Так ли говорили витязь с герцогом, или Гильда расстаралась или Александр Николаевич[8] утрудился, только сумел Сигмонд панику подавить, войско собрать, двинуть на орды кочевые. Хоть на биваках, согласно традиций, герцогский штандарт и колыхался ладонью выше знамени с Крольчачьей Лапой и зубатой пастью волка, только никому не в секрет – кто ратью повелевает. Под гербом витязя исполчился Зюйландский край на супостата.
Слова раздвинули стены, потолок истончился, гранитную серость кладки сменила небесная синева. Знойный ветер трепал иссушенные былинки.
Отпустив поводья, опершись о луку седла, щурясь от яркого полуденного солнца, озирал Сигмонд картину боя.

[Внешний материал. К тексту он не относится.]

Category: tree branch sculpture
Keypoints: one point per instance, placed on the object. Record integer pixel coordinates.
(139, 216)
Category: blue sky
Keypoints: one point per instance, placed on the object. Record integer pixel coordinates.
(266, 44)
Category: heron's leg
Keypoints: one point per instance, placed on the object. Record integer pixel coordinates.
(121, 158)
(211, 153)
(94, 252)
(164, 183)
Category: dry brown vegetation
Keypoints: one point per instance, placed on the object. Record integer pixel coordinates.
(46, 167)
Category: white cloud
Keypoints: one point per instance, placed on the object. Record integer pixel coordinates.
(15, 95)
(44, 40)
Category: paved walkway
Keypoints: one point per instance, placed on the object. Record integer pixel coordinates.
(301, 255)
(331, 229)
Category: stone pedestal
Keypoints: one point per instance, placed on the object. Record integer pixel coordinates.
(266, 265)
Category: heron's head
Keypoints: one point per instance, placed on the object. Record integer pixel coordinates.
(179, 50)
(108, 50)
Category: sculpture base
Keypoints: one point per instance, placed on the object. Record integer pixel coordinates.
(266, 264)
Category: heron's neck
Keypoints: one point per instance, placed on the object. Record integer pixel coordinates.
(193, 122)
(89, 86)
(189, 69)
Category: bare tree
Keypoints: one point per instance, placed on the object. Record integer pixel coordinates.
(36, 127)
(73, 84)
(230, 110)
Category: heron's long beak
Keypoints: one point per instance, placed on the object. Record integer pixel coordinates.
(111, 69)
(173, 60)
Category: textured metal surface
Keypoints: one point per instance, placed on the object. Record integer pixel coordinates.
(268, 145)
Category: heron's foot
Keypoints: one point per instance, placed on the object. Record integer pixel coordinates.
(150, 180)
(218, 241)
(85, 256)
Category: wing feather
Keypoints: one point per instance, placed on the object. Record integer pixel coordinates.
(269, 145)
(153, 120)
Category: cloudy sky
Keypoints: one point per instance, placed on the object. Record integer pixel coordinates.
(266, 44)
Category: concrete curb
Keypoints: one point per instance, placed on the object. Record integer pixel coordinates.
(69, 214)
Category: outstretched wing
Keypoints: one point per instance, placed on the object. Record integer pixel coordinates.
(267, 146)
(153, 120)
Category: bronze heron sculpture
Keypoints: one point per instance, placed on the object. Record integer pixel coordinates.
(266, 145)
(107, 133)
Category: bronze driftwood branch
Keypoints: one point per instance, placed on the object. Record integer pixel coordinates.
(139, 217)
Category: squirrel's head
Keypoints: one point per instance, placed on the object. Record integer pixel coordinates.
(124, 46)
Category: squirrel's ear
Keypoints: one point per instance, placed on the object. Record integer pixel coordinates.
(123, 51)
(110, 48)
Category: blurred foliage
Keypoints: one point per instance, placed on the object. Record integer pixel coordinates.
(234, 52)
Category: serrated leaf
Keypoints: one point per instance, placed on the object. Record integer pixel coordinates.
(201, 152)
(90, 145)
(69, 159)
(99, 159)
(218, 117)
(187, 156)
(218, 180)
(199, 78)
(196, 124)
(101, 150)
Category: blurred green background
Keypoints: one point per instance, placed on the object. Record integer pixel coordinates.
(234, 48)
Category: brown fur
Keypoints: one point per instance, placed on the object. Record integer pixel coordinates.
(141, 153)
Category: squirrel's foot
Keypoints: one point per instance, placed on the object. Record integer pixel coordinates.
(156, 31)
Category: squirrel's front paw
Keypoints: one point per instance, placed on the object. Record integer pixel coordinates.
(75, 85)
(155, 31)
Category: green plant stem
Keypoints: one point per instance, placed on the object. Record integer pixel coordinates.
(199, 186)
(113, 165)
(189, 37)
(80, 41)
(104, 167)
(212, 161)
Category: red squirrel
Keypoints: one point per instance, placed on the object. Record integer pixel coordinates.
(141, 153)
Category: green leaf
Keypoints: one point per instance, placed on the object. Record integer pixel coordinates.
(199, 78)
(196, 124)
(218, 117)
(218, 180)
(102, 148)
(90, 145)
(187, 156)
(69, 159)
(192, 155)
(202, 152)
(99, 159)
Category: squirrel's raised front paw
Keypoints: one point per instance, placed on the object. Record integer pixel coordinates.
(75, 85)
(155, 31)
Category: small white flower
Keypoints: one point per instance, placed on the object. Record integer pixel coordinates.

Галопом, во весь опор, конница лордов втягивалась в долину между грядами холмов. По пятам за ними, в облаках пыли, с визгом и криком, скакала байская орда. Опьяненные погоней, остроскулые всадники, не осознали подозрительного, невозможного, отсутствия ноддовской пехоты. Нахлестывали нагайками коней, истошно вопили, не замечая, как все уже становится долина. Вонзали шпоры в, покрытые пеной бока коней, а все выше холмы, все круче склоны, все теснее распадок.
Вот уже между отвесных стен катятся конные лавы. Мимо двух огромных монолитов протискиваются, давят друг друга ноддовцы, и уходят на степной простор.
И тотчас, проход заполняет Волчий клан. Перед навалом кочевников выстраиваются строгой фалангой, от края до края перегораживают проход. Прикрываются воины прямоугольными римскими щитами. Из дубовых досок те щиты сбиты, обтянуты буйволиной кожей, а еще стальными бляхами усилены. Тяжелы, зато и прочны. Надежно сберегают тела, топор не расколет, меч не разрубит, копье не пробьет. А что увесисты, не беда. Не убегать надлежит фалангистам – недвижно держать оборону. Рубеж, как говорит лорд Сигмонд.
8
А.Н. Афанасьев – составитель сборника русских сказок.